I’ve been reviewing and writing about PC gaming peripherals since the mid 00’s and I’ve probably tested close to a hundred different types, good, bad and plain odd, but for the most part they’re very similar. However the King’s Assembly is quite different, combining a mouse, keyboard and joystick into a single handed controller. And the creators want you to use two of them.

Now I know I said that this thing is pretty different to anything I’ve ever looked at and it is, but there are no doubt some of you pointing an all-knowing finger at the Razer Nostromo. There certainly is a stylistic similarity, but even with all the boards I’ve tested, I’ve never seen someone mount a keyboard like this, let alone two of them.

Then there’s the fact that the King’s Assembly has a mouse sensor in its base, as well as offering 35 keys on each (30 for fingers, five for the thumb) along with a joystick. It’s a lot of controls and would certainly take some time to get used to because of its unique layout.

It’s also not cheap. Thanks to the use of Cherry ML switches (MX version potentially coming one day) and the amount of features bundled into these input devices, the final retail will probably be close to $250 for the full pair.

kings

Early Kickstarter prices are a bit better, with $200 netting you the full thing now or $110 getting you a single handed version.

Keyboard keys will be fully remappable, the mouse sensor is a ridiculously high, 9800DPI optical, there’s teflon pads for non-stick feet, no drivers needed and it can even be used with consoles that recognise USB peripherals.

If you want to kick in to the already popular campaign or to learn more about the King’s Assembly, check out its Kickstarter page here.
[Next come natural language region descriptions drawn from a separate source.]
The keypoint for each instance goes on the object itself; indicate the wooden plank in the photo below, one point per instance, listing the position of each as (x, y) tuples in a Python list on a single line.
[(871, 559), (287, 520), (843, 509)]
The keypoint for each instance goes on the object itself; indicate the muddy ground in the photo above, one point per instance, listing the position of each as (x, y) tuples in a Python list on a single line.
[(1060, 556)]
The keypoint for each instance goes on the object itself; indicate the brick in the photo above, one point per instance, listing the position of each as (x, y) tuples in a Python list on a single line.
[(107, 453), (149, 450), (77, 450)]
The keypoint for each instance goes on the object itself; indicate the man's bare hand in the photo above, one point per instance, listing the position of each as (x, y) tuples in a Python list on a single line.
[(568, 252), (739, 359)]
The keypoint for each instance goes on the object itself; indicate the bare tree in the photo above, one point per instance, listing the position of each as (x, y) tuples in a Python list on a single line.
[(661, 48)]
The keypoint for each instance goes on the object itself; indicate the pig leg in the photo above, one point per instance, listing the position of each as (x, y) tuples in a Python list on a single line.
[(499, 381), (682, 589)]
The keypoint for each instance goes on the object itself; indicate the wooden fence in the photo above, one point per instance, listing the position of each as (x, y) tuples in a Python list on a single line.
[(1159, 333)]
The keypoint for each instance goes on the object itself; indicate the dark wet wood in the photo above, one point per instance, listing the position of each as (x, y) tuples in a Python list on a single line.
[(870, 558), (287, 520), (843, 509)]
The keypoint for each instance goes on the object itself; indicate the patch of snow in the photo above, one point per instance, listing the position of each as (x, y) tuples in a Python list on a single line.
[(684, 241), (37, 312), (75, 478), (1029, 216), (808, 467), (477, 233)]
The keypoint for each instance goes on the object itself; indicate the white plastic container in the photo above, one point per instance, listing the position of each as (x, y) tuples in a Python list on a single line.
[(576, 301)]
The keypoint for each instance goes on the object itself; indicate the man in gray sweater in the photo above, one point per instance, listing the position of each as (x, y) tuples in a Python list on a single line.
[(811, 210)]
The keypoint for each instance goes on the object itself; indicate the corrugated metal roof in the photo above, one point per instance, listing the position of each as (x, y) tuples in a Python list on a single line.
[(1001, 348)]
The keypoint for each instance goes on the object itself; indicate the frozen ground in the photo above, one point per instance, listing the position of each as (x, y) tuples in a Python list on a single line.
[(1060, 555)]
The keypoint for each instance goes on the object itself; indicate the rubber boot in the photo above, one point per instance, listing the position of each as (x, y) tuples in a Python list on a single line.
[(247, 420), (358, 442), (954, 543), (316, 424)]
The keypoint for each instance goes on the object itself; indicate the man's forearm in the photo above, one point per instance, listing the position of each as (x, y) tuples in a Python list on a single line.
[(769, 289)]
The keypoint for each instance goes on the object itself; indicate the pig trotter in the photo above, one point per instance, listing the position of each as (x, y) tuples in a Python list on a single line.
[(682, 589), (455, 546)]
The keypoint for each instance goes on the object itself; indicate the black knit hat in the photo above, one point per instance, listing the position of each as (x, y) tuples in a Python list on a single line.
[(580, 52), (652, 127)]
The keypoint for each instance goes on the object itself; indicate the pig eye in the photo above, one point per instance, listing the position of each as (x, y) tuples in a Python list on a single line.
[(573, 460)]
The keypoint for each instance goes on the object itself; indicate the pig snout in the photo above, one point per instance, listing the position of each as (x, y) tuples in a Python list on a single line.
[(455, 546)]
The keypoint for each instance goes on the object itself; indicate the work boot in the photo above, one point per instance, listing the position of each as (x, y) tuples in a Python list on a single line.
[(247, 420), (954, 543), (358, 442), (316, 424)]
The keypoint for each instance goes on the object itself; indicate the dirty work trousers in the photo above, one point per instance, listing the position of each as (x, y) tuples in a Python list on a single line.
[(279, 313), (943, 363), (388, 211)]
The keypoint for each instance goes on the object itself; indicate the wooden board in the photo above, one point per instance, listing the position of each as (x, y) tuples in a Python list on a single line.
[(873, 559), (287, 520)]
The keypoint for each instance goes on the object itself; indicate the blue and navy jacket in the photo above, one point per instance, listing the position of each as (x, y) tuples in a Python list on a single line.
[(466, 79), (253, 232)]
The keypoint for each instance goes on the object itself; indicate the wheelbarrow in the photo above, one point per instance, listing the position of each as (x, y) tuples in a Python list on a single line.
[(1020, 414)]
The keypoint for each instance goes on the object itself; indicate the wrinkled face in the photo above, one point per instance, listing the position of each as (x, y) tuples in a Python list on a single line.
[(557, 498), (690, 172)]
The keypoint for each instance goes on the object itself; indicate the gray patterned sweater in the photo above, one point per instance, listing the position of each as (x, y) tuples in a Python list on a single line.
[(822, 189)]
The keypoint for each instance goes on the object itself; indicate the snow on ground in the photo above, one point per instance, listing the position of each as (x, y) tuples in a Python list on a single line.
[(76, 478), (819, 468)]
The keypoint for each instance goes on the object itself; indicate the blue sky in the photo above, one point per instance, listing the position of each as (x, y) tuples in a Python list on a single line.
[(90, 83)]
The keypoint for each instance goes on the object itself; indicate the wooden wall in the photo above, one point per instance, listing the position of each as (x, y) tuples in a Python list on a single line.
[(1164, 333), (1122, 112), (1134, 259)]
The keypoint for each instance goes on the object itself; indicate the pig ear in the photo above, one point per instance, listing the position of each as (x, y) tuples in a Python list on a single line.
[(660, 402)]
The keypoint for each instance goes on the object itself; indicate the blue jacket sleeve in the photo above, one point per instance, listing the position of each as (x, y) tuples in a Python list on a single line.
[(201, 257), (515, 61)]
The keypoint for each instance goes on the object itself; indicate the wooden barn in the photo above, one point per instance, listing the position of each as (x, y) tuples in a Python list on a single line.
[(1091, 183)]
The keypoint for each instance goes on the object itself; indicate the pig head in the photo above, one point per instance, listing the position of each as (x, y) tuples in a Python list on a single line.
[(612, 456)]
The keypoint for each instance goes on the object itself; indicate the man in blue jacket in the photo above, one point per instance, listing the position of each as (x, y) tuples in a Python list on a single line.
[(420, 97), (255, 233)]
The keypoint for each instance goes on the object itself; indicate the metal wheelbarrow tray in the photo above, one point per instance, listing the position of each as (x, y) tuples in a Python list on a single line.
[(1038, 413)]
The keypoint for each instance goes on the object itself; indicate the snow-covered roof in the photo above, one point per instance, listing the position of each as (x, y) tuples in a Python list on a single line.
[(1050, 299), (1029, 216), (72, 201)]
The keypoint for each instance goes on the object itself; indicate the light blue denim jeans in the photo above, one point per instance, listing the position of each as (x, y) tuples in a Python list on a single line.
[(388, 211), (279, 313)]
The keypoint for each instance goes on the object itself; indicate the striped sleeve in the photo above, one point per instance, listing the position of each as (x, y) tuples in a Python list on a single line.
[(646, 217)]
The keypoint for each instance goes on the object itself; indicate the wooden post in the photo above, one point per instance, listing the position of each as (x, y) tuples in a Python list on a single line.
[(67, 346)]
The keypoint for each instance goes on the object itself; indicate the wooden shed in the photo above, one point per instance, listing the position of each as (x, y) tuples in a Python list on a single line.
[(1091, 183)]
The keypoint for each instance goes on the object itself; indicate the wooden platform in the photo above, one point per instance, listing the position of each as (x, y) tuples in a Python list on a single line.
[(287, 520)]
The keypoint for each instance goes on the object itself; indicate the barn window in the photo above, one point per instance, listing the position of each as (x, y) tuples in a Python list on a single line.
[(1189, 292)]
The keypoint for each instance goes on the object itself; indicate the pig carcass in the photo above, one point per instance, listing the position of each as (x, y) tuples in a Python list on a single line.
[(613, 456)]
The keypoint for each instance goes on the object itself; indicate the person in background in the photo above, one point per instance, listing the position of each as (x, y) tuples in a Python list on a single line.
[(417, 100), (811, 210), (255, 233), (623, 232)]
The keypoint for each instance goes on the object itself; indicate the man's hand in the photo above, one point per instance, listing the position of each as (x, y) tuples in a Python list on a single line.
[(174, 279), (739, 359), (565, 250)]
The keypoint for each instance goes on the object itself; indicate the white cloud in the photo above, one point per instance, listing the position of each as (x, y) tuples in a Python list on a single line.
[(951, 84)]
KitGuru Says: While this is an impressive looking device, I think it’ll be more of a niche product – like those mice with giant rollerballs on – as relearning to type on one of these would be pretty difficult, plus, I can’t see how these hefty things, with their palm-grip-arm-control, will be as accurate as a claw grip, ambidextrous mouse. 

Though I reserve the right to be wrong. What do you guys think?